Le tâcheron médiatique devient alors le relais complaisant des militants les plus fanatiques, et un formidable exhausteur de la saveur de l'actu. Sous sa plume, les platitudes se transforment en "messages forts", le non-choix mollasson est rien moins qu'une "troisième voie", les tristes ravalements de façade explosent en "véritables révolutions". Il faut bien cette magie des grandes phrases pour que la transe électorale secoue l'apathie où l'on maintient Monsieur Moyen tout le reste du cycle solaire.

 

 

Le citoyen en question se plaint parfois de cette stagnation, mais il n’entreprend jamais aucune action collective pour modifier la donne ; il accepte les règles fixées par ses élites et participe toujours en nombre suffisant aux cérémonies de renouvellement pour que celles-ci puissent se prévaloir de son indispensable sanction – vox populi, vox dei.
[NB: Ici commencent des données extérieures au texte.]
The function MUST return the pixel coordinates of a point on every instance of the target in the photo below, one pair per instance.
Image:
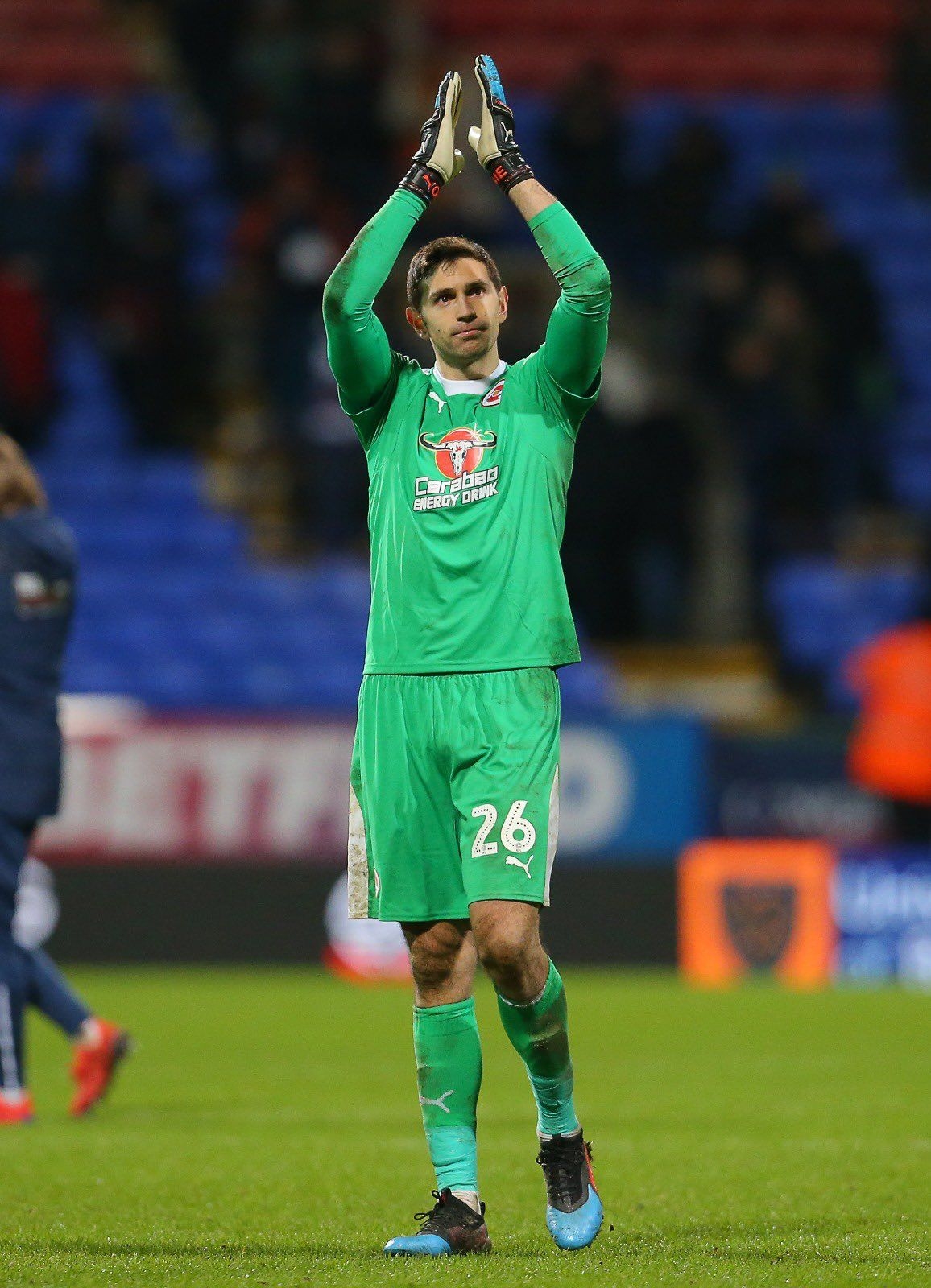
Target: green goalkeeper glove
(494, 139)
(437, 160)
Rarement depuis les balbutiements de la théologie chrétienne, les Dieux ne se seront aussi mal exprimés.

 

 

Une forme de désordre permanent règne dans les plus basses couches de la population. L’incivisme et le maraudage rendent difficile la vie des quartiers populaires ; toutefois, comme les meurtres et les atteintes à la propriété des riches y sont exceptionnels, les gendarmes se montrent très cléments envers les déviants. Leur marge de manœuvre dépend officiellement des Représentants du Peuple, mais leur passivité ne fâche pas l’homme de la rue – c’est au contraire son prétendu zèle qui indigne volontiers le Lumpenproletariat allogène, dès que ses activités économiques illégales sont quelque peu perturbées. L’arrestation ou la mort de l’un des leurs provoque régulièrement des émeutes, où les dégâts sont avant tout matériels et les victimes humaines rares et accidentelles. Demeure donc, dans les quartiers les moins fortunés, un climat malsain de haine et d'anxiété, dont ont beau jeu de démontrer les faibles bases factuelles tous ceux qui ont intérêt à soutenir l'impunité des emmerdeurs.

 

 

Malgré une stabilité sociale sans précédent depuis l'ère des chasseurs-cueilleurs, l'Occidental fin-de-race estime vivre dans un climat permanent "d'insécurité" ; il accueille donc avec soulagement tout ce qui pourra limiter sa marge de manoeuvre et la vertigineuse angoisse qui accompagne toute liberté tangible. Son temps voit l'éclosion d'une myriade de milices privées, parfois auxiliaires des pouvoirs en place, parfois en concurrence directe avec le Prince, dont le boulot consiste à maintenir la populace sous pression. Lobbyistes altersexuels, communautaristes exotiques, vigiles de la Correction, épurateurs du langage, écorcheurs de vieilles plaies cicatrisées et pornographes mémoriels se succèdent en un ballet continu pour pressurer les glandes lacrymales, les bourses et les excuses d'être trop normal.